The Census Record for the Freeborn County, Minnesota was recorded again on June 1, 1865. Family #54 was Francis H Lamb along with his wife, Sylvia and four daughters; Arvilla, Luella, Adelle, and Minne. Ironically, the Assessor for the Township of Shell Rock, Minnesota was, in fact, Francis H. Lamb. While we do not know why, we do know that the family had moved to Story County, Iowa and Francis Hudson Lamb died October 16, 1865. He is buried in Peoria Cemetery in Maxwell. It is likely that his parents are also buried in the cemetery as well. (Zeno Lamb and Martha Hutson)
Minnie’s mother was now left alone with four daughters under the age of 10. And so Sylvia made her return to Ohio in a covered wagon alone with the girls. With her flaming red hair, she evaded attach or capture by Native Americans who, as it has been told treated her kindly as they had never seen a woman with red hair. The 1870 Ohio Census finds Minnie Lamb (age 9) with her mother, Sylvia and sisters in Bedford Township near other family members. Occupation for Minnie (age 9), Adelle (age 11), and Luella (age 13) is listed as “Seating chairs”. Moving toward the 1880 Ohio Census, Minnie (age 19) (Occupation: “Seating chairs”) is with her mother, Sylvia and one sister Ada (age 21) who was a teacher. Future census records continue to show Minnie living with her mother until Sylvia’s death in 1926. Minnie continued to live in the home Sylvia had made for the girls at 51 Columbus St. in Bedford, Ohio and she continued to work as a clerk in a dry good/variety store as listed in the 1920 census to her death at the age of 78 on September 30, 1941.
It appears she was very close and devoted to her mother, Sylvia as well as her sisters. At some point in the 1920’s, Minnie and Sylvia took a trip back to Minnesota and Indiana to visit old friends, her “parents” graves and Hudson’s grave in Iowa.
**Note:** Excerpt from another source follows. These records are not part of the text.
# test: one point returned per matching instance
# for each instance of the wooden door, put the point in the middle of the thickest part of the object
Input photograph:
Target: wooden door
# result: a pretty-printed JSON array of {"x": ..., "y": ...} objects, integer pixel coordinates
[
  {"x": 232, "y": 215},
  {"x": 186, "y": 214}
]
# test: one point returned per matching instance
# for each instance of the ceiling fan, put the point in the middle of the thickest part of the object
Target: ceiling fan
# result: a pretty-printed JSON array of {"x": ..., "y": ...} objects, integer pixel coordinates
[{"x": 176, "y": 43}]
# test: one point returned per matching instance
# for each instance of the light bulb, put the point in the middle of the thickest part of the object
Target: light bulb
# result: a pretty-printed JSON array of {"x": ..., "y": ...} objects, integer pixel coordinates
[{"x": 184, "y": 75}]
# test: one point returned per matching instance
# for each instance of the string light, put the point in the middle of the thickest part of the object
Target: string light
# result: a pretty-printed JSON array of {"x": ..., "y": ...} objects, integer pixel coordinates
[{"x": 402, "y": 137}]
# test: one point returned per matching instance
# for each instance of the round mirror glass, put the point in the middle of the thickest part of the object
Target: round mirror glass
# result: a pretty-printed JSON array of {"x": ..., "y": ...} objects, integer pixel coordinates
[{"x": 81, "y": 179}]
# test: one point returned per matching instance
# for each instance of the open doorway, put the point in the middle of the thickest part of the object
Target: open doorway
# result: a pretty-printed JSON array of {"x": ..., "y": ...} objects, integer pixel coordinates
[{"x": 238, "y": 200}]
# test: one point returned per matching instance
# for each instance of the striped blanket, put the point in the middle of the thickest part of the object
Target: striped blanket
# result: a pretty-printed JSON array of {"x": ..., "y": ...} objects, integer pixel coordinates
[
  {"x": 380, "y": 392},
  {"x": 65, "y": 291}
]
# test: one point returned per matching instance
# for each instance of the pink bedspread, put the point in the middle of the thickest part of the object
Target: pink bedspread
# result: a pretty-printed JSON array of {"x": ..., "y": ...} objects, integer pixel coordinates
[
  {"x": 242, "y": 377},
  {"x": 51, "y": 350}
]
She kept a journal and noted how much it had all changed and how “growd up” the grass was that she could not find her parent’s graves, but was certain she had walked over them. It was a trip to cherish and share memories with her youngest daughter, Minnie Ett Lamb. As for her sisters, we are certain they were all close. Incredibly, Minnie and her sister, Eva Adelle Lamb (m. Christian J. Milz) died within hours of each other.
For every bachelor/bachelorette in the family tree, there are hidden stories that shape who they are and the choices they made. Sometimes, life has a way of shaping the choices. Minnie Ett Lamb is much admired as I took time to learn more about what her world may have been like as she made her journey from childhood to womanhood, from a frontier child to the age of urban expansion in Bedford Towship just outside of Cleveland, Ohio in the early 1900’s and from Civil War to The Great Depression and World Wars. She is much admired as she was laid to rest beside her mother, Sylvia at Bedford Cemetery in Bedford, Ohio. The youngest daughter continues to be at her side.